La FIFA advirtió ayer a políticos franceses que eviten interferir en el funcionamiento del fútbol, mientras se sucedían reuniones de alto nivel en París por la traumática salida de "Les Bleus" de la Copa del Mundo.
"Hablé con la oficina de la ministra de Deportes y les dije que sean muy cuidadosos", dijo el secretario general de la FIFA, Jerome Valcke.
"Existe una autonomía del movimiento deportivo y no puede haber interferencia política en lo que suceda", agregó. La campaña en Sudáfrica de los subcampeones difícilmente podría haber sido peor: Los jugadores se sublevaron por la expulsión del equipo de Nicolas Anelka por insultar al entrenador y Francia terminó última en su grupo tras sólo un empate y dos derrotas.

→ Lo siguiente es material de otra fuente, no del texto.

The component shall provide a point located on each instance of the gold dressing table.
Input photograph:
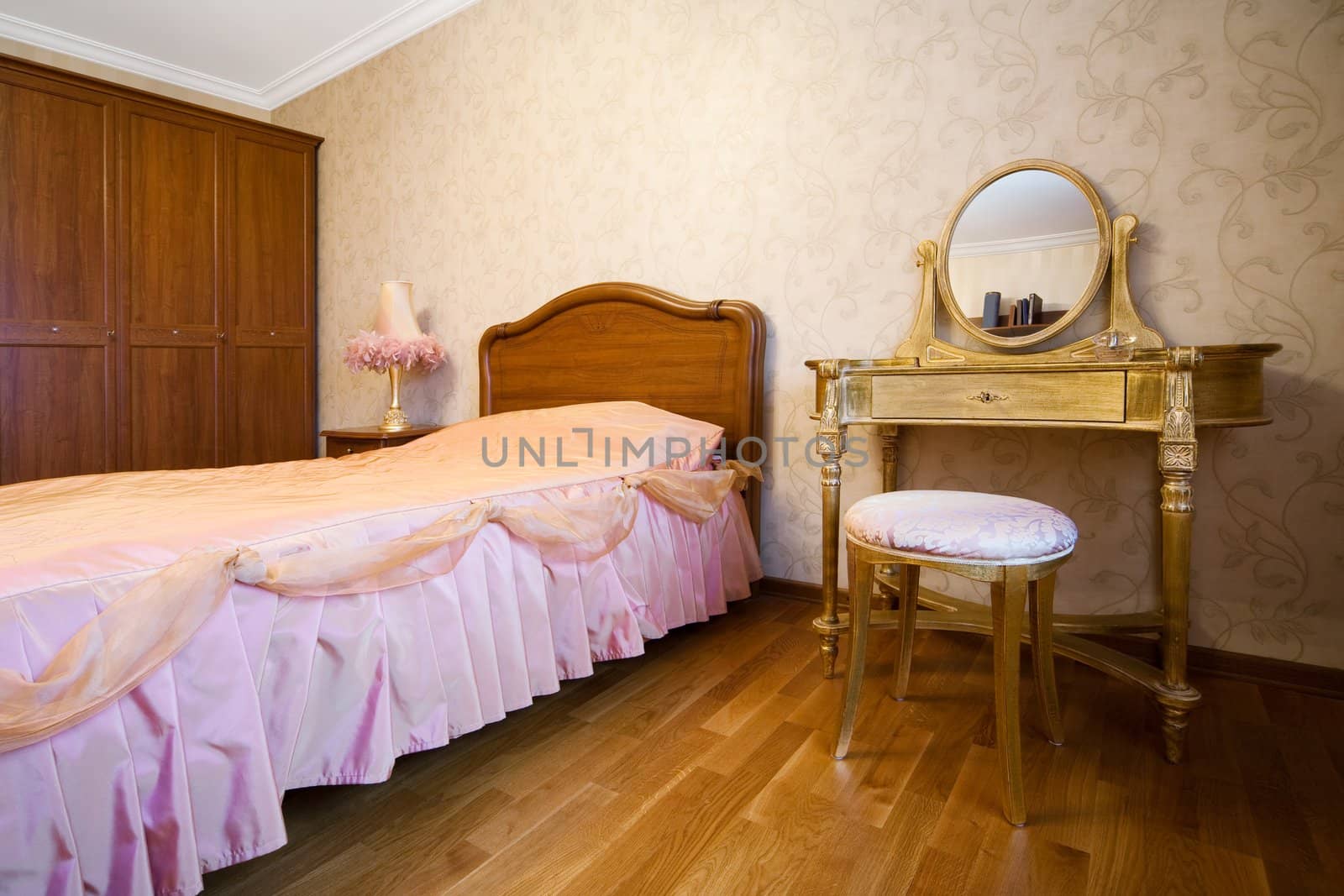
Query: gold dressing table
(1122, 379)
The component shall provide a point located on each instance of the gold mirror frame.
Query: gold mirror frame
(1079, 305)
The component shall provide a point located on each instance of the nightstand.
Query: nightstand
(358, 439)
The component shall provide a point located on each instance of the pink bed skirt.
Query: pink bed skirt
(186, 773)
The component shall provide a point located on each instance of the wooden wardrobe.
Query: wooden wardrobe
(156, 281)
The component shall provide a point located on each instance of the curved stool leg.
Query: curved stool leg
(1042, 595)
(909, 606)
(860, 597)
(1008, 602)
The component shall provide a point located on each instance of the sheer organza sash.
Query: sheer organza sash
(151, 622)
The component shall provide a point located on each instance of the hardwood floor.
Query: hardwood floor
(705, 768)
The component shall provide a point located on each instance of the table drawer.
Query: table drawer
(1001, 396)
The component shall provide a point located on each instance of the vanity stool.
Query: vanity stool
(1014, 544)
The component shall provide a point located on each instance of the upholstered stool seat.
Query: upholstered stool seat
(963, 526)
(1014, 544)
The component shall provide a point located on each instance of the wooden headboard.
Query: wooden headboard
(625, 342)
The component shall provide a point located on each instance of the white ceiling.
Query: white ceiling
(1026, 204)
(262, 53)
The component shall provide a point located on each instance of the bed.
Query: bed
(470, 589)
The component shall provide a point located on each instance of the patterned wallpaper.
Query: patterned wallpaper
(793, 154)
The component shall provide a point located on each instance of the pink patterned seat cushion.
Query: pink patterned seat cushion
(963, 526)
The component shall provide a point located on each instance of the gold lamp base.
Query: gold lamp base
(396, 419)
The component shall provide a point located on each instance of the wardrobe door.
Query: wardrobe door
(57, 322)
(270, 269)
(172, 289)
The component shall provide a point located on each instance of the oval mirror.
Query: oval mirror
(1023, 253)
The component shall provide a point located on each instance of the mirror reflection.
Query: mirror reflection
(1023, 253)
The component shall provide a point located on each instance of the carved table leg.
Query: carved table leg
(831, 445)
(1178, 456)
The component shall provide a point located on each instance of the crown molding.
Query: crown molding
(1025, 244)
(371, 40)
(390, 29)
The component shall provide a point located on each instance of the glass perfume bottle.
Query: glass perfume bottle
(1115, 345)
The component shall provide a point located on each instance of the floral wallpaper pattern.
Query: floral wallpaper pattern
(793, 152)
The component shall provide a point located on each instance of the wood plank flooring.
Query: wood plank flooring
(703, 768)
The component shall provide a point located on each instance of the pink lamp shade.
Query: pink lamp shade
(396, 313)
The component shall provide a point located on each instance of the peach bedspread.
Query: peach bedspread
(186, 772)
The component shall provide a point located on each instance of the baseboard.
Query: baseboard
(1225, 664)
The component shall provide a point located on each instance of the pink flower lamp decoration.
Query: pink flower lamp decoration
(396, 345)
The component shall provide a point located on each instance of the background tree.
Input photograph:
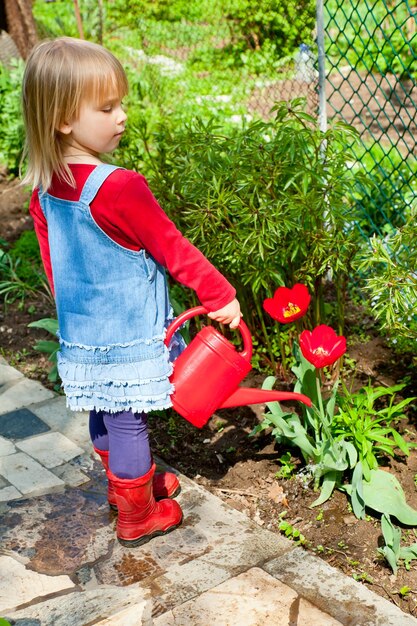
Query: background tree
(16, 18)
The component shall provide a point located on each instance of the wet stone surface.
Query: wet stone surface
(21, 424)
(59, 530)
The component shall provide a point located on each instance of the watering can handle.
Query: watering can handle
(201, 310)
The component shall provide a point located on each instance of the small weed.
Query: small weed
(292, 533)
(320, 516)
(363, 577)
(404, 591)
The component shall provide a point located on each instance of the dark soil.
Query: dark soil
(236, 467)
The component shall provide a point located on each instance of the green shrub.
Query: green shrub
(385, 204)
(11, 123)
(266, 203)
(26, 250)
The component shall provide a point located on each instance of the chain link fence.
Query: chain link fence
(370, 83)
(368, 79)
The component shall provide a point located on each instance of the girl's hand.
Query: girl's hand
(229, 314)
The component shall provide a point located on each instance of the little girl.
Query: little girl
(104, 243)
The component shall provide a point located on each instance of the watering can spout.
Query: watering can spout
(247, 395)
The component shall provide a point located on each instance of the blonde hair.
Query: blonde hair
(60, 75)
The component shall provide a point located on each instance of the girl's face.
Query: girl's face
(98, 129)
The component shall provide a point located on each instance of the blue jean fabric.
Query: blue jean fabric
(125, 436)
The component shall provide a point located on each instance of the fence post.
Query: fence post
(321, 58)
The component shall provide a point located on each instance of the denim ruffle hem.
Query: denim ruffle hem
(119, 377)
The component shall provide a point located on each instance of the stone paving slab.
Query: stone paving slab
(59, 418)
(22, 393)
(253, 598)
(27, 475)
(27, 585)
(347, 600)
(192, 576)
(6, 447)
(51, 449)
(89, 607)
(9, 493)
(8, 373)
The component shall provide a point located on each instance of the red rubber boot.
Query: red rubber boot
(141, 517)
(165, 484)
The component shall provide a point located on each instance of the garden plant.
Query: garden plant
(291, 216)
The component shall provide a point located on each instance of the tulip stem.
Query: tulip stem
(324, 424)
(266, 336)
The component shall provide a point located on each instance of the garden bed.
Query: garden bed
(241, 469)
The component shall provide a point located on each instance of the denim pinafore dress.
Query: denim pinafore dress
(113, 309)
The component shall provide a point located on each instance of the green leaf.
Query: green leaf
(383, 493)
(357, 500)
(329, 483)
(50, 347)
(49, 324)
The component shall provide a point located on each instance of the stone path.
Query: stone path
(61, 566)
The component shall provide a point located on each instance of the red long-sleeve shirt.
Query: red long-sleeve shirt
(125, 209)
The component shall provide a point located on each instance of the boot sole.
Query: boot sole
(176, 493)
(135, 543)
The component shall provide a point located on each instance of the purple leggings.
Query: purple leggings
(125, 436)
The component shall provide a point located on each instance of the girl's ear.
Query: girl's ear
(65, 128)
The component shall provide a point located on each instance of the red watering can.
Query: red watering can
(207, 373)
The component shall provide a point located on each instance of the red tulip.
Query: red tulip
(322, 346)
(288, 305)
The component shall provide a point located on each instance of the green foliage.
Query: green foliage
(48, 347)
(386, 203)
(25, 252)
(11, 123)
(21, 270)
(391, 281)
(284, 25)
(374, 40)
(58, 19)
(245, 196)
(371, 429)
(327, 458)
(287, 467)
(392, 551)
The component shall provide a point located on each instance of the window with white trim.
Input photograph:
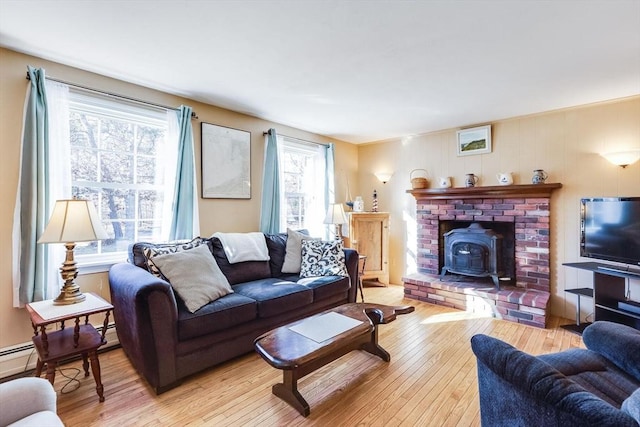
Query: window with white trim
(122, 159)
(303, 180)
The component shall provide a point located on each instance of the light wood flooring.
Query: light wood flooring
(430, 381)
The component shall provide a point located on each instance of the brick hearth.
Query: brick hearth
(528, 207)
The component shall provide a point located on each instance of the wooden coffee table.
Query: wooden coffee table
(298, 355)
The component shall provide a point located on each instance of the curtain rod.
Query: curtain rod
(303, 140)
(115, 95)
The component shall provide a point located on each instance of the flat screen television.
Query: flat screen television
(610, 229)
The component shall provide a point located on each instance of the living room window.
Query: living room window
(303, 177)
(122, 160)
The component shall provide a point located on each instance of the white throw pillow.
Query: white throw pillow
(293, 254)
(323, 259)
(194, 275)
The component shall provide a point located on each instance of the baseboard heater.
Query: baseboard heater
(630, 306)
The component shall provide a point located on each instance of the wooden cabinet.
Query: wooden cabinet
(369, 235)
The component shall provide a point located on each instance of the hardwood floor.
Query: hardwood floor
(430, 381)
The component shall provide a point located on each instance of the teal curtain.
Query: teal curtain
(329, 184)
(184, 222)
(270, 207)
(32, 200)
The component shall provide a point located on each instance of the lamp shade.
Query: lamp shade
(73, 221)
(335, 214)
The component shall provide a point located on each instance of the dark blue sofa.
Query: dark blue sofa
(576, 387)
(165, 342)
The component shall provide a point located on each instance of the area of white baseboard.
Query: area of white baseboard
(22, 357)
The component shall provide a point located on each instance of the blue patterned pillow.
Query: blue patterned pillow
(321, 258)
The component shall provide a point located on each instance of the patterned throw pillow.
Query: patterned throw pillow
(151, 252)
(321, 258)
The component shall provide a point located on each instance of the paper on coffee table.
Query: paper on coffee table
(321, 328)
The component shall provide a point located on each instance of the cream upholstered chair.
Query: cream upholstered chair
(28, 402)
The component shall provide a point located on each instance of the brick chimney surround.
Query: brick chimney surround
(528, 208)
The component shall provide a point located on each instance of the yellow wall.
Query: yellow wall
(215, 214)
(564, 143)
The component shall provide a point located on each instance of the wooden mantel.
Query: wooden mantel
(495, 191)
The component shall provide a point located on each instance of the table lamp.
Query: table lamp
(72, 221)
(336, 216)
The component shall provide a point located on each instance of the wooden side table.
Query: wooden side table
(83, 339)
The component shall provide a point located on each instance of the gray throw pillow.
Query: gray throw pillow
(323, 259)
(167, 248)
(194, 275)
(632, 405)
(293, 254)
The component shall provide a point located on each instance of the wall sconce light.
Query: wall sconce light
(623, 158)
(383, 177)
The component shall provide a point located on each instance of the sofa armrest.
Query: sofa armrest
(618, 343)
(23, 397)
(519, 389)
(146, 317)
(351, 259)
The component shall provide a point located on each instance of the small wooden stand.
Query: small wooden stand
(82, 339)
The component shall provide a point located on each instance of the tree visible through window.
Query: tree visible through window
(119, 160)
(303, 182)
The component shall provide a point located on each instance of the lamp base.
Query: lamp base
(70, 292)
(67, 297)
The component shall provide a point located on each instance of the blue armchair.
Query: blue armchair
(597, 386)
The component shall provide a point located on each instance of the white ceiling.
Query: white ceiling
(358, 71)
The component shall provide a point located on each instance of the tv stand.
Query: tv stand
(608, 290)
(630, 271)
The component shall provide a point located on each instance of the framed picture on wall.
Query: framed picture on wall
(226, 163)
(475, 140)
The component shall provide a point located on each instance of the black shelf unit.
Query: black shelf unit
(609, 285)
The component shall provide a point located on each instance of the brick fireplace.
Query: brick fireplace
(523, 298)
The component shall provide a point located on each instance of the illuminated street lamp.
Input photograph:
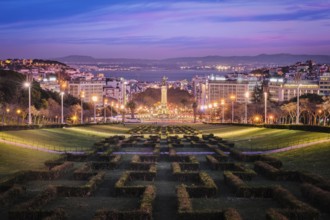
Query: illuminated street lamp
(232, 98)
(62, 115)
(123, 114)
(105, 102)
(94, 99)
(265, 94)
(298, 110)
(82, 96)
(112, 105)
(18, 111)
(28, 85)
(256, 119)
(246, 101)
(74, 119)
(222, 102)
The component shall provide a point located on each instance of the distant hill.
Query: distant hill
(277, 59)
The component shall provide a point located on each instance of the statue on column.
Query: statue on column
(164, 81)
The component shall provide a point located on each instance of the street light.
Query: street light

Tal es la angustia nacional que el presidente francés, Nicolas Sarkozy, instó a una reorganización del fútbol y se reunió con uno de los líderes del equipo, Thierry Henry.
La ministra de Deportes, Roselyne Bachelot, ha acusado a "inmaduros líderes de pandilla" en el campo y dijo que la renuncia del presidente de la Federación Francesa de Fútbol, Jean-Pierre Escalettes, es "inevitable". "Definitivamente veremos lo que está haciendo Francia", señaló Valcke, en una conferencia de prensa en las oficinas centrales de la Copa del Mundo en el estadio Soccer City de Johannesburgo.
"En pocas palabras, se supone que nadie puede pedir a alguien que renuncie. La persona es elegida. Si tiene la sensación de que ha fallado en lo que ha hecho, entonces puede renunciar. Y luego se tendrán que organizar elecciones", explicó.